WiFi network for outdoor IP camera coverage
IP camera systems offer enormous transmission flexibility, including wireless. You can mix wired and wireless cameras or insert a wireless link between wired sections — covering virtually any security need. Below are just a few examples of what an IP system can be built into.
Wireless cameras for the garage and beyond
If you buy a wireless camera for monitoring more remote spaces, you can place it where it has good signal to your home WiFi. If that's not possible, an outdoor WiFi unit can be used to create a dedicated network for the cameras.
Example: I've wired the cameras around the house — that wasn't a problem. But I also want to monitor the garage 30 m from the house. The home WiFi clearly isn't enough, so I need to link the existing camera/recorder network with the garage. The ideal solution is to wire an outdoor WiFi unit that creates a new WiFi network for the cameras with sufficient signal strength and coverage. From the garage I'll then power the WiFi cameras. Everything is connected to a single network.
Wireless link for longer distances
If you have two locations hundreds of metres apart with line of sight, digging a cable run is not realistic. The answer is a wireless link that reliably connects the two sites. The link is pre-configured and essentially replaces a cable — it works as if you had pulled copper or fibre.

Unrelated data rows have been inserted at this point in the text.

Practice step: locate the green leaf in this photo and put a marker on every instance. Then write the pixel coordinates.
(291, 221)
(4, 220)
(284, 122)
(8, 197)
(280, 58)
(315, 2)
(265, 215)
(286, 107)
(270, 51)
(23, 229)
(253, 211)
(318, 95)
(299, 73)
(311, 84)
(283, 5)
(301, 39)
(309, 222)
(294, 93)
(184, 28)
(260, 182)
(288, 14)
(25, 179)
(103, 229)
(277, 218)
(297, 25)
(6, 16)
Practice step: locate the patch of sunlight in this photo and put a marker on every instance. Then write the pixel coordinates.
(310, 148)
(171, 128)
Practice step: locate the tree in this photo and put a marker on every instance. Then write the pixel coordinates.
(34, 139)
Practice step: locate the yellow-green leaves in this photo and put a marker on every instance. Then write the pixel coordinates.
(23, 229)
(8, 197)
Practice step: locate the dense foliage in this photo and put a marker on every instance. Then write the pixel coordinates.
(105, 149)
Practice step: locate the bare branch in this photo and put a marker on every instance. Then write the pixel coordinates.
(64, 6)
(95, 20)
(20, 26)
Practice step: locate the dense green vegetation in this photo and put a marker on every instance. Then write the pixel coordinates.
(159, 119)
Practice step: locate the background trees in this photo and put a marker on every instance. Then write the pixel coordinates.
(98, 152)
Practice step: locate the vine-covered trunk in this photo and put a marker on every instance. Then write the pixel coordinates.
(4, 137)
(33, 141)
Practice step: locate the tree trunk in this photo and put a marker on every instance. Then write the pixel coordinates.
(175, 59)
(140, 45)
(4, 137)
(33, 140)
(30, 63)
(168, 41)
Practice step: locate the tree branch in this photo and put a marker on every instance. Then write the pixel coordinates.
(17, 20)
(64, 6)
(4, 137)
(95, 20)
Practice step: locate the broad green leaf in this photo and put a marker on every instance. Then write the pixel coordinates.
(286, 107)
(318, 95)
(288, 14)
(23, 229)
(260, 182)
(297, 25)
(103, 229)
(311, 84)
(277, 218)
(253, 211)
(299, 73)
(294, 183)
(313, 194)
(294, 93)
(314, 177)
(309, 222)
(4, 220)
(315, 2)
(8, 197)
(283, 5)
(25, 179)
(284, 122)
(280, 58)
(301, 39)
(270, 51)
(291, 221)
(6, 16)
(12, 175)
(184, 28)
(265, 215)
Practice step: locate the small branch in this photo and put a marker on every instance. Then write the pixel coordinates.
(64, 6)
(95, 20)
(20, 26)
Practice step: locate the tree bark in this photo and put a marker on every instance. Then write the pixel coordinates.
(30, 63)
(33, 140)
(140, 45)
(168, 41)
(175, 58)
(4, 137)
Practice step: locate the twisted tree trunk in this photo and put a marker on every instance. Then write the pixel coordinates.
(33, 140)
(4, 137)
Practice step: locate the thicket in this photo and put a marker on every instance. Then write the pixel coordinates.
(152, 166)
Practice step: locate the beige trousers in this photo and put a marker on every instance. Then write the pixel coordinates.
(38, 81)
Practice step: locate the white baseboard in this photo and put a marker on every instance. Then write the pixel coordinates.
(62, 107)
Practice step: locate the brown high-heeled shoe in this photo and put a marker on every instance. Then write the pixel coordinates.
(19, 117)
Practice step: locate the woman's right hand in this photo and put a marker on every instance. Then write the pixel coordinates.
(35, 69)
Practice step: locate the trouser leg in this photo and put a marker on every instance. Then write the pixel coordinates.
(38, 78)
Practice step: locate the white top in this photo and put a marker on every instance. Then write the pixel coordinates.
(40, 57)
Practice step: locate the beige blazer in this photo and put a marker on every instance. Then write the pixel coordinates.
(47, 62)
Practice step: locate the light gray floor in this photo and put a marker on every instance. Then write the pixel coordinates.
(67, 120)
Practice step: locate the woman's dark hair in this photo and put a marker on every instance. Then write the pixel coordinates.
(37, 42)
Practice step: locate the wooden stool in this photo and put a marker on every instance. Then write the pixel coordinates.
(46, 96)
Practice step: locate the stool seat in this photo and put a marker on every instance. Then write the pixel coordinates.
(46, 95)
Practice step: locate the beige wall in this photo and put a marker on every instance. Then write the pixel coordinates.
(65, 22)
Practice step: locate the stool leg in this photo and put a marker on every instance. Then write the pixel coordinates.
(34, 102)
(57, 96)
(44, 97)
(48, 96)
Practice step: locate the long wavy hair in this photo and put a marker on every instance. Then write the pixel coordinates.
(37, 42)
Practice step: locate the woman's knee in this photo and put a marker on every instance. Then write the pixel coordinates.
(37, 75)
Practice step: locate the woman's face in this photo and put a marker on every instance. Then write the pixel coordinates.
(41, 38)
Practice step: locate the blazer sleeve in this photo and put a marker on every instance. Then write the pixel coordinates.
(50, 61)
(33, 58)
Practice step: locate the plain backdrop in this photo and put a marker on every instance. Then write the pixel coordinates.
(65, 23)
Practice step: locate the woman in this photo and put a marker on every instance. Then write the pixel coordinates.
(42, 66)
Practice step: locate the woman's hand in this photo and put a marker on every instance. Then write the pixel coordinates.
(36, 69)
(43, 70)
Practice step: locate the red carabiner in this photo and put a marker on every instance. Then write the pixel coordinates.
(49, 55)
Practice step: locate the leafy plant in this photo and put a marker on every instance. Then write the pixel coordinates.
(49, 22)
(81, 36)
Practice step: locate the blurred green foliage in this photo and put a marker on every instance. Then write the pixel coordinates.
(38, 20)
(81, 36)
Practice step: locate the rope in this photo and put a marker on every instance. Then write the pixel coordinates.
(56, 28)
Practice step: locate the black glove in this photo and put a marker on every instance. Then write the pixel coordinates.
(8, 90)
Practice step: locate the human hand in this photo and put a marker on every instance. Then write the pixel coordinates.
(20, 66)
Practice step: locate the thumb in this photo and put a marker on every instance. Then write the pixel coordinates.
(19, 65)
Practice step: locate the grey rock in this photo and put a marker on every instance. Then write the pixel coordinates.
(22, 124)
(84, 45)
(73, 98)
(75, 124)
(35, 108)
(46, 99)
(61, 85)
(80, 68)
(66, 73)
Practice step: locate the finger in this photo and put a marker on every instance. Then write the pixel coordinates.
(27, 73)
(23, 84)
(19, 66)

Example: I have two buildings 200 m apart. Both need camera-system monitoring. The first building has the recorder and several IP cameras connected by copper cabling.
In the second building I'll build practically the same camera system with a few differences: no router or AP needed; the system is connected via a PoE switch directly to the wireless-link unit. In the first building I plug a wireless-link unit into the router that connects the second building to the first. After configuration the second building becomes part of the same network used by the entire camera system.